Everywhere we look, 3D printing is becoming more and more popular. On Tuesday, we wrote a blog about Miss Georgia’s 3D printed shoes for the Miss America pageant.
Well, it’s no surprise that 3D printing has been put to use again. This time, these inventors’ wheels were turning when they decided to create a 3D-printed car! Yes, you read that right, a fully-functional, 3D-printed motor vehicle!
The Strati is the world’s first 3D-printed car and was invented by Jay Rogers, who is the CEO of Local Motors.
The Strati is a small, electric car that is equipped with two seats and is comprised of 49 3D-printed parts, as opposed to the 5-6,000 parts that are in most cars.
The largest of the 49 parts of the Strati is the 3D-printed body, in addition to the traditional parts such as the windshield, seats, wheels and motor.
Three phases went into constructing the Strati, which in Italian means “Layers.” We find that to be a very fitting name for the construction of this invention.
In phase one, the 3D printing of the car took place due in part to a Cincinnati Incorporated Big Area Additive Manufacturing (BAAM). This step in the process took over 44 hours and used cutting-edge technology otherwise known as additive manufacturing.
The second phase, subtractive manufacturing, took place during one day of milling on a machine that was provided by Thermwood. Once that was complete, the third and final step was the rapid assembly phase. During this phase, a team that was led by Local Motors put the final touches on their 3D-printed car.
Local Motors wasn’t the only company that had a hand in making this 3D idea into a reality.
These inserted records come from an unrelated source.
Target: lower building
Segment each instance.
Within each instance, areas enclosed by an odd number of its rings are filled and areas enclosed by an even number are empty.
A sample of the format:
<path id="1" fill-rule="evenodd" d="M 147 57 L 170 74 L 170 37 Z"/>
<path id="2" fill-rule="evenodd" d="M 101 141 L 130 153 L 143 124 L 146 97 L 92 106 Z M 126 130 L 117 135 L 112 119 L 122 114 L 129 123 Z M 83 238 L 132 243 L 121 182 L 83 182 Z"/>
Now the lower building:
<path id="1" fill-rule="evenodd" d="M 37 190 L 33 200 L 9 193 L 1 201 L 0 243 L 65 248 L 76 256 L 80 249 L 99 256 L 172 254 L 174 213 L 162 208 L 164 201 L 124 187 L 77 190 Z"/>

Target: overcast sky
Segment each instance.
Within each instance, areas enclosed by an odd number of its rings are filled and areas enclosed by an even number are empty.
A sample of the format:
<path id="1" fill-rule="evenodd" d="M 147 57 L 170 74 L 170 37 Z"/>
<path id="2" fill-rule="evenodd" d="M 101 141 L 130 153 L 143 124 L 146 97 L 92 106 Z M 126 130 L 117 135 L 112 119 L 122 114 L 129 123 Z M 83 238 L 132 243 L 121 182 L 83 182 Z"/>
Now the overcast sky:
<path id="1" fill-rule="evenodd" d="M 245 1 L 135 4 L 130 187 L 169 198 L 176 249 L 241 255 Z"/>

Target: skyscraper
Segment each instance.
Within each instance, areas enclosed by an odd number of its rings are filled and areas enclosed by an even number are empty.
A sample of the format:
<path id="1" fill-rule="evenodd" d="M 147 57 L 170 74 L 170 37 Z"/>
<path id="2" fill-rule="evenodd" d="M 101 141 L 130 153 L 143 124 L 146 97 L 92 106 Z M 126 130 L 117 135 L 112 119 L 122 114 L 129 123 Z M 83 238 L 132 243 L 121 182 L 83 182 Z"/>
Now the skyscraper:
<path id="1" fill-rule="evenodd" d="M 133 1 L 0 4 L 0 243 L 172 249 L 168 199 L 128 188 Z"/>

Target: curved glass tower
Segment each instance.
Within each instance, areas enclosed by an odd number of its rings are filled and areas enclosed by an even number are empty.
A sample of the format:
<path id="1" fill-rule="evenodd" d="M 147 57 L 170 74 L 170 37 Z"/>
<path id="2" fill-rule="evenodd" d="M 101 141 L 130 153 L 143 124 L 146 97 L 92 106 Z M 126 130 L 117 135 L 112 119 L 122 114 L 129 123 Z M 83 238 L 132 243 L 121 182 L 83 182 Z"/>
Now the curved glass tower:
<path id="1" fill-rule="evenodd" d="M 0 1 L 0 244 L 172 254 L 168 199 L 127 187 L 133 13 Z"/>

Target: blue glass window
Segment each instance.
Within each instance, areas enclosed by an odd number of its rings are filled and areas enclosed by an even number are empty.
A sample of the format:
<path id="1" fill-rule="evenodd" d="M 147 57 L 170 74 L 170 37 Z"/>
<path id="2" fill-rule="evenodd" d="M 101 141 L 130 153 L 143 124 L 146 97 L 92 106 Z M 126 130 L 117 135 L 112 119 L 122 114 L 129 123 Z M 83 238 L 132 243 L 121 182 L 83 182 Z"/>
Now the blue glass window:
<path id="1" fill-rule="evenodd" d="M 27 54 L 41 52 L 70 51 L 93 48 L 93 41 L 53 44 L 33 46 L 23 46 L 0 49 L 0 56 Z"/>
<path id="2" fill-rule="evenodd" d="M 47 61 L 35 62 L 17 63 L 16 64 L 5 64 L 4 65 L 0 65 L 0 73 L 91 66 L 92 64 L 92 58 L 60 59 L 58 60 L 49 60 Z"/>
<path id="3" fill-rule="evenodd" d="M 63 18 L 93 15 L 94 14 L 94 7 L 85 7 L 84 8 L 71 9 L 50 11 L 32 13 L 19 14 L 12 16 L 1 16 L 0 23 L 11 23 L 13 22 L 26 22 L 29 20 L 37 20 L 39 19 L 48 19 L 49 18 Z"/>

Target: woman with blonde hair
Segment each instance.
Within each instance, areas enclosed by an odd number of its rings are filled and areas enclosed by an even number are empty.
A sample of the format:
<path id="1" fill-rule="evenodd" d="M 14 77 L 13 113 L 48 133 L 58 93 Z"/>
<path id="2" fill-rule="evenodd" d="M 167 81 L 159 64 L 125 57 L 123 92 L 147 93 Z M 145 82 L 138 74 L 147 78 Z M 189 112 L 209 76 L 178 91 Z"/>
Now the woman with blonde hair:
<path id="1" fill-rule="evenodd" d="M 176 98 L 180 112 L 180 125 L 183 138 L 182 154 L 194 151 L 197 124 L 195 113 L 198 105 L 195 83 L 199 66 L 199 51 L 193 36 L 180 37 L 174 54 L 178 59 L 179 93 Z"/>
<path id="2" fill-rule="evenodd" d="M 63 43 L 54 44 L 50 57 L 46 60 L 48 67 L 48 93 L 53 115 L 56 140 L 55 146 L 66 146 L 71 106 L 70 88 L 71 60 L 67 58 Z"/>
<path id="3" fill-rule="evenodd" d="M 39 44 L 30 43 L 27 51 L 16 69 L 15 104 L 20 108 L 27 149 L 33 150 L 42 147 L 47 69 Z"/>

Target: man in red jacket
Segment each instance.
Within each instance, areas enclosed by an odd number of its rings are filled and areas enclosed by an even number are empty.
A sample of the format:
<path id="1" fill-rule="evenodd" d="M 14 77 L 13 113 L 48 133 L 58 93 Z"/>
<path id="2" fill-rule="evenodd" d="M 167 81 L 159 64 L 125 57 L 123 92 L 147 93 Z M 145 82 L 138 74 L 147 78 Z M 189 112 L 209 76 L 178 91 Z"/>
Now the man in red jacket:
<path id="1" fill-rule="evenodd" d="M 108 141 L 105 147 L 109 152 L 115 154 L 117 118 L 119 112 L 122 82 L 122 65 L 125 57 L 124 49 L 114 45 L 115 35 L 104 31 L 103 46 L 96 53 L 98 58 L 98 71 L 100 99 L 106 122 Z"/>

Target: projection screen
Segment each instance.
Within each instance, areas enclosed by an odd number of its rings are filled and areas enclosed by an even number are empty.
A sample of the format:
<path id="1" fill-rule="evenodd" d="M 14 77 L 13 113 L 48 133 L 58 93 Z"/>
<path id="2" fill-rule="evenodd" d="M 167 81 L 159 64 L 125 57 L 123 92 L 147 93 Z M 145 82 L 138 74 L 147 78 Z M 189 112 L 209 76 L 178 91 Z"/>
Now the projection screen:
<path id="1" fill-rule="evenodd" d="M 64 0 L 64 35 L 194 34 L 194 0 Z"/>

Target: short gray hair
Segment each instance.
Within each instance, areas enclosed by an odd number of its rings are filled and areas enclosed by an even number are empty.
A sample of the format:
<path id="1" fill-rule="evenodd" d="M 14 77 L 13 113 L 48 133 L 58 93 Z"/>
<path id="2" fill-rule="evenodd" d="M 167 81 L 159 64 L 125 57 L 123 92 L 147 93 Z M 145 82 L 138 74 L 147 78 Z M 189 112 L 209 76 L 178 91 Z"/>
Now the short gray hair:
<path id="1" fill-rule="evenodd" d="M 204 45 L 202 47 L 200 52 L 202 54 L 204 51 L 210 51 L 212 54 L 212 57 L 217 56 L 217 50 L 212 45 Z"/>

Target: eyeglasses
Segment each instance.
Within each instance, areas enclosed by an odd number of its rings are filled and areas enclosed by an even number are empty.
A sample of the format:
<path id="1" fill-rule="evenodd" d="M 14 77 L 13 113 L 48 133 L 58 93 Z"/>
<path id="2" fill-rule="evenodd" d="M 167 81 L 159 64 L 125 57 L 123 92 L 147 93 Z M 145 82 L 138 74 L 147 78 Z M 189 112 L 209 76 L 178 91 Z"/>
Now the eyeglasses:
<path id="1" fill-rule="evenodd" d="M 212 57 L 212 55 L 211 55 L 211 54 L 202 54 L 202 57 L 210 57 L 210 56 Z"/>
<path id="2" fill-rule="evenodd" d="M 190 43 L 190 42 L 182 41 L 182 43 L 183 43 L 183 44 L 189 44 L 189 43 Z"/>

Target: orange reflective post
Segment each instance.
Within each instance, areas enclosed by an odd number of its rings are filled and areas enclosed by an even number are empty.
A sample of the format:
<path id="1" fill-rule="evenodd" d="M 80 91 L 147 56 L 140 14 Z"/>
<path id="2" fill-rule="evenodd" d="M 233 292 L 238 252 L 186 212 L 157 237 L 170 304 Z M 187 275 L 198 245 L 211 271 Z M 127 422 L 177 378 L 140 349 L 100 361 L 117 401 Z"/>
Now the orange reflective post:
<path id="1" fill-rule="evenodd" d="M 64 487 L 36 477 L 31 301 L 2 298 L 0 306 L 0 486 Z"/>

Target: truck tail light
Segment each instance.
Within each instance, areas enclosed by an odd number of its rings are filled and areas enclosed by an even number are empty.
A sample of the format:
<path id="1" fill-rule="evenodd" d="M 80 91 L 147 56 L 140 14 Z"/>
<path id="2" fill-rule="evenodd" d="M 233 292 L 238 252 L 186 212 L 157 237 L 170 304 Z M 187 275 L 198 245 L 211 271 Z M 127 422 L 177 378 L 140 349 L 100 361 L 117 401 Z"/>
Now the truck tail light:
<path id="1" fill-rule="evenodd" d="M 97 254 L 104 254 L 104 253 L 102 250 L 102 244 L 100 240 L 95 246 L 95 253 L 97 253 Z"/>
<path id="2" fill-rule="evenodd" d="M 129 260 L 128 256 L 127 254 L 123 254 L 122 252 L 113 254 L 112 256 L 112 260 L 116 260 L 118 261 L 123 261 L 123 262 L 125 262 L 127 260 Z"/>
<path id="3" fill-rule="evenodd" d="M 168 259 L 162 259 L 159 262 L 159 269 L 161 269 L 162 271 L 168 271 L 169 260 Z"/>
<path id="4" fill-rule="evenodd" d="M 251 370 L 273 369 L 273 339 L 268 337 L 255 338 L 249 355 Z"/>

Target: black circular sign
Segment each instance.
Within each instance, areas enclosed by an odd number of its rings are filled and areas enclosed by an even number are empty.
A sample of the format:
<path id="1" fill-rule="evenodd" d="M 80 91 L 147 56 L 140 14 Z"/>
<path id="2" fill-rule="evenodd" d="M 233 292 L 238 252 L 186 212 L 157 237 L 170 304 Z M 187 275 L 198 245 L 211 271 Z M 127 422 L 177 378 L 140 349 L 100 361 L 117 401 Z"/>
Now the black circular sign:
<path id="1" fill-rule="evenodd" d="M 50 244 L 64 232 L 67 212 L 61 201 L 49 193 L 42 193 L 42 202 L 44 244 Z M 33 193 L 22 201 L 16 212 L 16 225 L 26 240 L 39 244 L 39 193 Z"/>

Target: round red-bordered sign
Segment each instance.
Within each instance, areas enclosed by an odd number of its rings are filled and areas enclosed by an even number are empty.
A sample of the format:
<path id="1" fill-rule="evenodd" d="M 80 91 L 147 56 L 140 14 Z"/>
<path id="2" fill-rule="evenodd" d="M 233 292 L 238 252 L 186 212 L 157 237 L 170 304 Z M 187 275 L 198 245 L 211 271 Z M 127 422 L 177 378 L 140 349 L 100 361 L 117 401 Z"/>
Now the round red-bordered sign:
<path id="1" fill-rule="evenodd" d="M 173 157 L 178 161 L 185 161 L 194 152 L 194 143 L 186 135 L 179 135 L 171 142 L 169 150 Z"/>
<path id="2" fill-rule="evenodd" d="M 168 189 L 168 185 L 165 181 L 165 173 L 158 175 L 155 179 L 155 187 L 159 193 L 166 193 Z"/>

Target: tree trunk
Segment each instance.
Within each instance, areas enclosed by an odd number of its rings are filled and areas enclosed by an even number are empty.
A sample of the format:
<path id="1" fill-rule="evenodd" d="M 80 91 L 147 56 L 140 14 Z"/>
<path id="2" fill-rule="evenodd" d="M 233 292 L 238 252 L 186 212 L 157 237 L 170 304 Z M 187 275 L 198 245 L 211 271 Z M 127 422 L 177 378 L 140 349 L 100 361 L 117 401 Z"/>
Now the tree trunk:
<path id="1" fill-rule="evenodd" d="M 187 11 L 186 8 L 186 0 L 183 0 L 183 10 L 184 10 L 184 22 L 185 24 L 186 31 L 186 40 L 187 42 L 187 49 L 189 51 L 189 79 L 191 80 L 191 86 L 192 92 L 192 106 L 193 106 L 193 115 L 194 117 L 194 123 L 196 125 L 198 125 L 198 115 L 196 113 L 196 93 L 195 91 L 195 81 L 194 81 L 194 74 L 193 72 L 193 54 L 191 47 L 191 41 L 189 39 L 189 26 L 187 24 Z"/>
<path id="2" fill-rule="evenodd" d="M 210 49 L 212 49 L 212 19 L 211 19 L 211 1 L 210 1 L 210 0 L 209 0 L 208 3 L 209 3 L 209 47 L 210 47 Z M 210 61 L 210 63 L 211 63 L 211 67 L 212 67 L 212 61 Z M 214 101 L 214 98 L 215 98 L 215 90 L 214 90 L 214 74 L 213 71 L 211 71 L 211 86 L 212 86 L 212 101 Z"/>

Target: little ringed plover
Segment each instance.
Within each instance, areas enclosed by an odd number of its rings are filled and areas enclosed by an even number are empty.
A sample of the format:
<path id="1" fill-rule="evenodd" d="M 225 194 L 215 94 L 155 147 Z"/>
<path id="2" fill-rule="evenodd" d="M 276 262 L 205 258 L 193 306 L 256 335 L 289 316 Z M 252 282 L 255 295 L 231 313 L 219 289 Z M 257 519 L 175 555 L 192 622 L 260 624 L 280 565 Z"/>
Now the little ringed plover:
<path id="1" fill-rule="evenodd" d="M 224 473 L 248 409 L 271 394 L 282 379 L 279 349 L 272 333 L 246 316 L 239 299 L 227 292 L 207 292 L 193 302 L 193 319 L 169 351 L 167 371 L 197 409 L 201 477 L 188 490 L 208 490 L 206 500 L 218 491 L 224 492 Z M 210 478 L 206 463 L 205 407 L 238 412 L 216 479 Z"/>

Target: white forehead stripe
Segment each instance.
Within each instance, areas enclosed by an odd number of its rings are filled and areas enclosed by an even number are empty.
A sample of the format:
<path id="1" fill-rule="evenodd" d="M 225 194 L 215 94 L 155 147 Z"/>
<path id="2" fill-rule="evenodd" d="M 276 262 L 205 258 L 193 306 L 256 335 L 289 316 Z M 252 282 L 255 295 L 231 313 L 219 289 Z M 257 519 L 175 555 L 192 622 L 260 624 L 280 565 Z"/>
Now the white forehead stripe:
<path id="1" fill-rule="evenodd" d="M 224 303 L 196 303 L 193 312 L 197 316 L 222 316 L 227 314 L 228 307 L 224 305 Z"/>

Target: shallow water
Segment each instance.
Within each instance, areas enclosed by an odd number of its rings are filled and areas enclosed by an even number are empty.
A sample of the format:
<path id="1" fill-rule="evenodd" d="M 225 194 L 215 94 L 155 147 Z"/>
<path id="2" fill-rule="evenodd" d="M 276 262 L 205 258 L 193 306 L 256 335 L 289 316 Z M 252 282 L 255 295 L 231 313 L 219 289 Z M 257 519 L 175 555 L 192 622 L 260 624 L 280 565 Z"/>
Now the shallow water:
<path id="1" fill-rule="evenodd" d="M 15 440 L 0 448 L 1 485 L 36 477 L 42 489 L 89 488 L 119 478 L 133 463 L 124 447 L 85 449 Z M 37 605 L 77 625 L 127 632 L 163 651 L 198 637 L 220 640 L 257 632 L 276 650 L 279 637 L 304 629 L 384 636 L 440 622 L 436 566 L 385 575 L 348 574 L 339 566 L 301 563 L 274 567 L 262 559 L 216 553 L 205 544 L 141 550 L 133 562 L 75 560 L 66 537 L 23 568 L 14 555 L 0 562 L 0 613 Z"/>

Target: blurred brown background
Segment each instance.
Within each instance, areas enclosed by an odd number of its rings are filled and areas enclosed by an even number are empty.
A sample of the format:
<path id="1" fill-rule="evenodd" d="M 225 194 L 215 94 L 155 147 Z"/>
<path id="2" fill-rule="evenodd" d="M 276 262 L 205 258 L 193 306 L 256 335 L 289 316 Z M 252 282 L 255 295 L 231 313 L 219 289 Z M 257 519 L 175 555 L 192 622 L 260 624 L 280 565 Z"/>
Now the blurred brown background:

In fact, there were quite a few companies that offered their skill and expertise to invent the first 3D-printed car. For example, SABIC Innovative Plastics offered carbon-reinforced ABS plastic that was used to 3D print some of the first iterations of the Strati. Additionally, Siemens provided the “Solid Edge” software that was used for the structural design elements, while Renault donated the powertrain from the Twizy. But, a car can’t move without wheels and those four integral parts were built by Fifteen52 to match the car’s design.
After all of these phases were complete, the key was put in the ignition and the car took a ride down the road of innovation.